Originally a Nurse and now retired from Dentistry, Bonnie Christensen is more at liberty for travel and photography. It is obvious that family has been an inspiration and motivation for her photography and projects. She has put together numerous albums and photo books from both the film and digital era to preserve the fun and beauty of her travels. Bonnie is a regular contributor on Nikonians and brings light hearted encouragement and praise to members with their contributions.
“I am part of the third generation of women in my family who have had a passion for travel and photography. My grandmother back in the 1970’s traveled the world (including Antarctica in 1976) and came back with amazing photos, which were even published in elementary books for children learning to read. My mother is the next photographer in the line who at 86 is still traveling the world (Ethiopia, Saudi Arabia, Antarctica x3, Iran, etc.). Like them, I started photography with the idea that I wanted to be able to capture personally meaningful photos when on vacation visiting new places.
My first camera was a Canonette range finder that I bought in 1979, but I quickly learned its limitations and soon after bought a Canon A1. I loved that film camera and would still be using it if it had not broken twice on me when on vacation after 20 years of use.
My first Nikon was an N80. I used that while DSLRs were coming into their own, and I eventually bought a D200. With a big family trip to Namibia in 2016, I knew I needed to upgrade again and purchased a D500.
I live in west suburban Chicago, where I have discovered several local places to practice my photography. Near me, there is a forest preserve with an old water powered grist mill; a bit farther, there is the Morton Arboretum, which has acres of plants, trees, and flowers from all over the world (that also can manage to survive Chicago winters). Photographing nature is a new subject matter for me. In the past, I mainly used my camera for sightseeing and gatherings of family or friends. At times, I do also take the train into Chicago where I can photograph the lake, Millennium Park, or the marvelous architecture from a river cruise.
Last summer after a family trip to Namibia (3 generations and 7 people) I reviewed the more than 15,000 photos (from multiple iPhones, Canon and Nikon cameras) and put them into a 100 page book. It is a memory book that tells the story of our trip, not the best of the best photos from the trip necessarily. My brother and daughter did not get why anyone would put a memory book together vs. a best of the best until they saw the book and said ‘Wow, I forgot about that.’

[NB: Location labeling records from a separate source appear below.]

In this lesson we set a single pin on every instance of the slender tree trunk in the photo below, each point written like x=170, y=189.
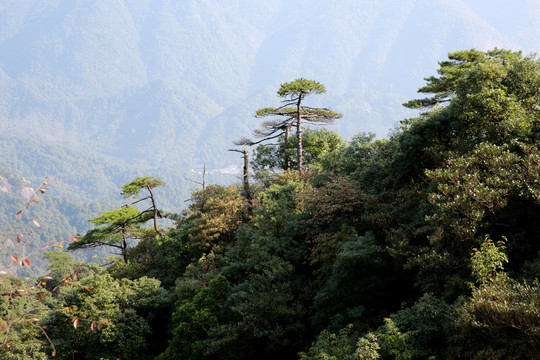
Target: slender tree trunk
x=299, y=148
x=124, y=245
x=246, y=176
x=286, y=146
x=156, y=211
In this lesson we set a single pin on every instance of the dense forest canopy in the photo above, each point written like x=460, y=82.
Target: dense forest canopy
x=423, y=245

I am still most passionate about travel photography. Although, after seeing so many amazing macro photos on the Nikonians website, I have a desire to explore that area a bit further, as well. Birds in flight and portrait work in a studio I know nothing about, but appreciate and enjoy what I see on Nikonians. Given the opportunity, I would still love to try them since I am sure I could learn something new, which could help me in other areas of photography.
I need to improve in all areas of photography, but I am currently concentrating on the basics of trying to imagine a photo and capturing what I visualize. This skill, trying to visualize what I want to create and then creating it, also carries over into post-processing with Lightroom and Photoshop.
One memorable moment when shooting was in 1979 at Wonder Lake campground in Denali National Park. I had lost my cable release. A perfect stranger lent me his and would not take it back. I still have that cable release, and it reminds me of the kindness of strangers.
During my internet searches for information on the “elusive D400”, I came across Nikonians and joined. Never in my wildest dreams did I think I would find it to be such an informative and supportive site. Being a member of Nikonians has helped me both with technical learning as well as given me inspiration to go out and take photos of “everyday” things. This has challenged me to try to take sharp, technically correct photos and possibly see things in a different light. Whereas before joining Nikonians, my camera was mainly for vacations and otherwise lived in a drawer. I continue to be in awe of the knowledge members have, their willingness to share it, and the amazing photos that are continually posted.
As for a recommendation—I am probably a bit different in that I like to keep things simple and light. I travel with one body (I know it’s a risk—been down that road) and at most two lenses. I prefer f/4 lenses to f/2.8 for their weight and size. My D500 with the 16-80mm f/2.8-4.0 Nikkor lens is often in my purse when I go out due to it being smaller than an FX. (Yes, I am drooling over the D850, but it would not often travel with me so… [Title: it is probably better that I invest in another lens or two.)
A big thank you to Nikonians and all its members for all that I have learned, and the daily encouragement and inspiration to get out and shoot!”
It was great fun in working with Bonnie on this project. You have a great way of preserving memories for yourself, family and friends. This takes great effort and patience to produce such works but will provide adoring comments in years to come. Looking forward to seeing the directions your photography journey will take you.